From Mud to Chaos What's That Sound Coming from Pernambuco?

José Teles2019
Celebrating the album's 25th anniversary, the journalist and critic José Teles reviews the trajectory of the record that transformed Brazilian music by inserting its "satellite dish" of samples and heavy guitars into the popular rhythms of Pernambuco: Da Lama ao Caos (From Mud to Chaos) by Chico Science & Nação Zumbi, released in April 1994. A music columnist at Jornal do Commercio in Recife since 1987, Teles was an eyewitness to the birth of the album and the manguebeat scene, headed by Chico Science & Nação Zumbi and Mundo Livre S/A. In the book he interviews musicians, producers, managers, record label executives, designers, photographers and journalists to retell the story and behind-the-scene details of the record that put Recife – the "fourth worst city in the world" according to a 1991 UN report – at the center of the Brazilian cultural scene of the 1990s. The book is the first volume of the Brazilian Music Records series. In Teles's words: "Contemporaneity was starting to show its face, coming from the least expected quarter. Until then, musical movements in Recife had sprung from the city's middle class or elite. The exception stemming from the city's outskirts, which was never really a movement, was frevo, born from the people but already gentrified by the 1960s.

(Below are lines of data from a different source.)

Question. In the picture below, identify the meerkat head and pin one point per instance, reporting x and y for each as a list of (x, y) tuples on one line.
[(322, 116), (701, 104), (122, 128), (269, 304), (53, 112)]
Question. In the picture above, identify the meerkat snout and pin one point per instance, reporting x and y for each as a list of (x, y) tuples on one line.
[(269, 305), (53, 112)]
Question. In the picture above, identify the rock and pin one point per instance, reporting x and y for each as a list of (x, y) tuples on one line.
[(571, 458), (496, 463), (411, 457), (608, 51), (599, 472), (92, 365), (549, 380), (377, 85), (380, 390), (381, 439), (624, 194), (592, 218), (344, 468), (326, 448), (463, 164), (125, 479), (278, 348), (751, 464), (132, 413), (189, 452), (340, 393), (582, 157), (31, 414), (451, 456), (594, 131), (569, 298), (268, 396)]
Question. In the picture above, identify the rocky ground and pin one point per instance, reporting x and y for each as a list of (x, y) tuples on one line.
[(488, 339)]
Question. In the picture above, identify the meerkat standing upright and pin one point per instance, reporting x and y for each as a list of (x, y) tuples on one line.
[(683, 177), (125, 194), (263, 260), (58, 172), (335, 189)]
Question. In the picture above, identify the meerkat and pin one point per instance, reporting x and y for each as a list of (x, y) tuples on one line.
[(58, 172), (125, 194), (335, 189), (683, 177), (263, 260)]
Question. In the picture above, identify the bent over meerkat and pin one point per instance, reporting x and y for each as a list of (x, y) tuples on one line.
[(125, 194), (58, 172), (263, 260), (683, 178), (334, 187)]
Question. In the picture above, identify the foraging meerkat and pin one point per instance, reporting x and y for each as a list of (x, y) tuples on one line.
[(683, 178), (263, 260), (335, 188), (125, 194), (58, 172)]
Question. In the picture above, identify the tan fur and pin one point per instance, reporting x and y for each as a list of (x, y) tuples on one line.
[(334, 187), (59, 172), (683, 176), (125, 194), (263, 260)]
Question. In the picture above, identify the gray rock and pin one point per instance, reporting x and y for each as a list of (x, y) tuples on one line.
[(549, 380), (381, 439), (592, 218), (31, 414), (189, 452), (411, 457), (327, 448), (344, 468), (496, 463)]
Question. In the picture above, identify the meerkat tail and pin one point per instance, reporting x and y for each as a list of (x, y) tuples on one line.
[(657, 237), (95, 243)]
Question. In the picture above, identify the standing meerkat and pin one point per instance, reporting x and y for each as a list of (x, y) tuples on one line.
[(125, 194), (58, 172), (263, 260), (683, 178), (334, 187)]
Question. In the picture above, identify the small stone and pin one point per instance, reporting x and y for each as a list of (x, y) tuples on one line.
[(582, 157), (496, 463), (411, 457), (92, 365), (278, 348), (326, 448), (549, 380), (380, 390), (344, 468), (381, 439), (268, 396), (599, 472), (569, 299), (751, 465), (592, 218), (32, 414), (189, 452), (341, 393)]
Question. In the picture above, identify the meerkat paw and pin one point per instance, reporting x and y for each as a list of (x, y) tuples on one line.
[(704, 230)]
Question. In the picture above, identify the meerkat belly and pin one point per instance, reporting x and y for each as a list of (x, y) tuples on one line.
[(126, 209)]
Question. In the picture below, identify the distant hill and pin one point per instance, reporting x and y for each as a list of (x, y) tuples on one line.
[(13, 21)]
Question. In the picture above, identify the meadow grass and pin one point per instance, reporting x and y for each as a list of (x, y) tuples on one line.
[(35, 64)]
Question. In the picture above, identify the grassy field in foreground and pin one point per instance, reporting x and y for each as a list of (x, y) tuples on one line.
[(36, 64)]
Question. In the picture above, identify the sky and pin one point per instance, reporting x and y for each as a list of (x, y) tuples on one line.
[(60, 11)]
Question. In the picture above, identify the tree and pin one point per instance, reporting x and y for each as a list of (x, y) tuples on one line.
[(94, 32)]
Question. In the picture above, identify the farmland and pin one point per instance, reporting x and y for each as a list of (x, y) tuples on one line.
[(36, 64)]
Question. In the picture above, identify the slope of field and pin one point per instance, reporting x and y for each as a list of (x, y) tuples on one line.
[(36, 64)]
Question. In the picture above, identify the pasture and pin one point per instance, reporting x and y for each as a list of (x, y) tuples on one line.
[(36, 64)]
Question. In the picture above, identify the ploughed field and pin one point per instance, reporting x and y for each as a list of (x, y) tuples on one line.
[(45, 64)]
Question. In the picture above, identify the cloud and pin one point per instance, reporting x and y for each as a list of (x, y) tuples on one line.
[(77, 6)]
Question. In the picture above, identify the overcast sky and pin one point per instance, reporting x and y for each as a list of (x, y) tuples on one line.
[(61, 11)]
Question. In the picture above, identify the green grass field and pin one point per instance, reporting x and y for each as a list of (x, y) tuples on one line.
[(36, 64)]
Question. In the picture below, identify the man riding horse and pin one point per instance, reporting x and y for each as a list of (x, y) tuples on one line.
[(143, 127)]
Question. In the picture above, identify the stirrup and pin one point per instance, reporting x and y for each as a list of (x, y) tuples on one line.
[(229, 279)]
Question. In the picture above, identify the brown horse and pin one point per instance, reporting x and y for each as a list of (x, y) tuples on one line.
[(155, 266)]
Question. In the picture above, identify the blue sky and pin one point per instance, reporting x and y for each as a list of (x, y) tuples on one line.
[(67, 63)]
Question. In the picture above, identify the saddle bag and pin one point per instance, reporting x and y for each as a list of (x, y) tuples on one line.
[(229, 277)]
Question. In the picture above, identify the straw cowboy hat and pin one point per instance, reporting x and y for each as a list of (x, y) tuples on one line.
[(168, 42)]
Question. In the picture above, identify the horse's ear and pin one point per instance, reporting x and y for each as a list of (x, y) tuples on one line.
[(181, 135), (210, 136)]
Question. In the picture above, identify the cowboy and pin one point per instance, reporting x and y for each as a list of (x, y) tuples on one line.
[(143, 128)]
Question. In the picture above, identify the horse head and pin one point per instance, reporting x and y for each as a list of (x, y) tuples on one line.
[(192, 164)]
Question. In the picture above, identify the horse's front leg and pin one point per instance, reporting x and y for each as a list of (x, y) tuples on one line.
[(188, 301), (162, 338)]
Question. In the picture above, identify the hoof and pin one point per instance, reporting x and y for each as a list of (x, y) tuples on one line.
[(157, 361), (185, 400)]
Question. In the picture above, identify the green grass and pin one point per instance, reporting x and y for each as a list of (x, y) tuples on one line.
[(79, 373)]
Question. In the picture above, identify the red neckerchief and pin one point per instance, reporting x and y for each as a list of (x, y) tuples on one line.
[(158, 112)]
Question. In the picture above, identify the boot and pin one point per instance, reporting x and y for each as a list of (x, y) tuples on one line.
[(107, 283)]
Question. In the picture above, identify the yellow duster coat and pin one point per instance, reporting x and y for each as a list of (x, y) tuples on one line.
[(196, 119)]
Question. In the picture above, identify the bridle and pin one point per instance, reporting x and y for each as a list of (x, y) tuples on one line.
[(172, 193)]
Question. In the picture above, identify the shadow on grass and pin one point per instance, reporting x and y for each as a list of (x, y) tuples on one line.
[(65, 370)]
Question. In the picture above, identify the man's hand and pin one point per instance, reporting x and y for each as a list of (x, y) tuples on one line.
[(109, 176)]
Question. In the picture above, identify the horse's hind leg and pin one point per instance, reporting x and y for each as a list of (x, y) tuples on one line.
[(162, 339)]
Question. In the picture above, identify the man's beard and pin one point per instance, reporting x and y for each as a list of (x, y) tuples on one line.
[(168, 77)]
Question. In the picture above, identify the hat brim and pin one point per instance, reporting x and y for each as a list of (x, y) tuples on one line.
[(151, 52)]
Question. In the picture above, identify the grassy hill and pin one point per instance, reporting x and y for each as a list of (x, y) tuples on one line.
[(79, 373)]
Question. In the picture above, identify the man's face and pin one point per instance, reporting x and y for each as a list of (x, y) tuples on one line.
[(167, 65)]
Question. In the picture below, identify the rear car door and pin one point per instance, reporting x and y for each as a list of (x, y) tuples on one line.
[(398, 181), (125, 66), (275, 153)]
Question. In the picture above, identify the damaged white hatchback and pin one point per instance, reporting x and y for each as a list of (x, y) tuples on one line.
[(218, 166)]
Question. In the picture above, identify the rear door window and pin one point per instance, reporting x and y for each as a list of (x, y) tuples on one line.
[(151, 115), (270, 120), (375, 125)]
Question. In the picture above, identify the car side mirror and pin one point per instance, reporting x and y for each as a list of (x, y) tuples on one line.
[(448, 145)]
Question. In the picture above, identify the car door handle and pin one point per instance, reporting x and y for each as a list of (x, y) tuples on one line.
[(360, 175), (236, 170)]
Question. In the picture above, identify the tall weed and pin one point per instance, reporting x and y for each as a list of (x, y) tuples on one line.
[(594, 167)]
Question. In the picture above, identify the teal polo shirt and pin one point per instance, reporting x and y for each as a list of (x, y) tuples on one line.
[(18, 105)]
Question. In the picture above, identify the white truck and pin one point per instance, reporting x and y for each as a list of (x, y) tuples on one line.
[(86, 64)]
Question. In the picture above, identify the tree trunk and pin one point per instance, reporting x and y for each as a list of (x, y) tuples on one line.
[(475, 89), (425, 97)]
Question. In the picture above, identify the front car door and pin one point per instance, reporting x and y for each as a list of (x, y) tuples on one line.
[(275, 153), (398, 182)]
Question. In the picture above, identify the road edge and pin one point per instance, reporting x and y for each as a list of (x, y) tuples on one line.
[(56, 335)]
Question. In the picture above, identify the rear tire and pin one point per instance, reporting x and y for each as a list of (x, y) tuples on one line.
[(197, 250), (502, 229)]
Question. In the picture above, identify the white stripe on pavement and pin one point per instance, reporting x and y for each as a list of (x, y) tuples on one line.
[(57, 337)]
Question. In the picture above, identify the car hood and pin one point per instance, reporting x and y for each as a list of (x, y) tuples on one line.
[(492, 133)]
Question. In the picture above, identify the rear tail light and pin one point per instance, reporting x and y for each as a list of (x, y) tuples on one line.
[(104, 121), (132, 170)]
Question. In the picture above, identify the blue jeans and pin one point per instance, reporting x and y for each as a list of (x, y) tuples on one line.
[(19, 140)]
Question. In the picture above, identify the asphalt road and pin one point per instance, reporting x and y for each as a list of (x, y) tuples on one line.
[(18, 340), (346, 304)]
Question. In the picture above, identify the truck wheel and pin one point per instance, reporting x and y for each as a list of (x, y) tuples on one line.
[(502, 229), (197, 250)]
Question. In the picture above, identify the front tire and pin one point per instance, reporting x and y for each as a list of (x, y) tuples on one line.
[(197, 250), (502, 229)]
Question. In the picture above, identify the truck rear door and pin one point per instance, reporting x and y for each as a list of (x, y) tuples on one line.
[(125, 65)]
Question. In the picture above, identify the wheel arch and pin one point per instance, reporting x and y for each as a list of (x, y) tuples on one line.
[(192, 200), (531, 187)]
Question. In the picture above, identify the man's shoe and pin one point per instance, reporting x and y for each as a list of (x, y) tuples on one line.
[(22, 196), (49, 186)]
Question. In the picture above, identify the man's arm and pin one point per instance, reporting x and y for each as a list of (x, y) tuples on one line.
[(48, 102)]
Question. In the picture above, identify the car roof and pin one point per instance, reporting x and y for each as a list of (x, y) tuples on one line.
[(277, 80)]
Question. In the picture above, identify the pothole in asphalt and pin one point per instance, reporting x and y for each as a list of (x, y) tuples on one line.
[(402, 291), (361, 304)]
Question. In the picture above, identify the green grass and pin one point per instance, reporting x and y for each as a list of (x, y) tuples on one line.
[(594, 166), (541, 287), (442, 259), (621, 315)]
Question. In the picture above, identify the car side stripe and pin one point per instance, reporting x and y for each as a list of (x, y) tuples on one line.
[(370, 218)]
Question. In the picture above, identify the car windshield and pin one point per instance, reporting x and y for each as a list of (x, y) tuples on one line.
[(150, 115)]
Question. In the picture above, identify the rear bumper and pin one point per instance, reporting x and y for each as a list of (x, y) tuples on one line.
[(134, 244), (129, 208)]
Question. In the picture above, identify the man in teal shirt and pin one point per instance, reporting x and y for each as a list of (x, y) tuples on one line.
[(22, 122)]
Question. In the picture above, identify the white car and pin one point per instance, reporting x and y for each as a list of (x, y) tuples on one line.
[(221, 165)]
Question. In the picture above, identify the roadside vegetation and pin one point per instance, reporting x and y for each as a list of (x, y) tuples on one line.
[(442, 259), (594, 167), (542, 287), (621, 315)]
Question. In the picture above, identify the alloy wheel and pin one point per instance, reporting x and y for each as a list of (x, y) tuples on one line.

The movement that emerged to 'contemporaneize' Pernambuco music was a metaphor of the mangrove swamp, the crab men, who gathered their arsenal of ideas on Rua da Aurora in the downtown area of the capital of Pernambuco, in buildings located in a stretch that can be viewed as an emblem of the city's stagnation." Further on he continues: "No one could imagine that this group, which called itself "crabs with brains", played to small audiences and exchanged ideas in trendy bars, would smash boundaries, borders and frontiers to reinvigorate Pernambuco culture, influence Brazilian music and achieve international recognition." The group's guitarist, Lúcio Maia, states to the author in the book: "I think Da lama ao caos is a great album, better than Afrociberdelia [the band's second album], because Chico, I, Jorge, Gilmar, everybody had an entire lifetime to think about it". The Brazilian Music Records series, published in Portuguese and English, is edited by the music critic Lauro Lisboa Garcia.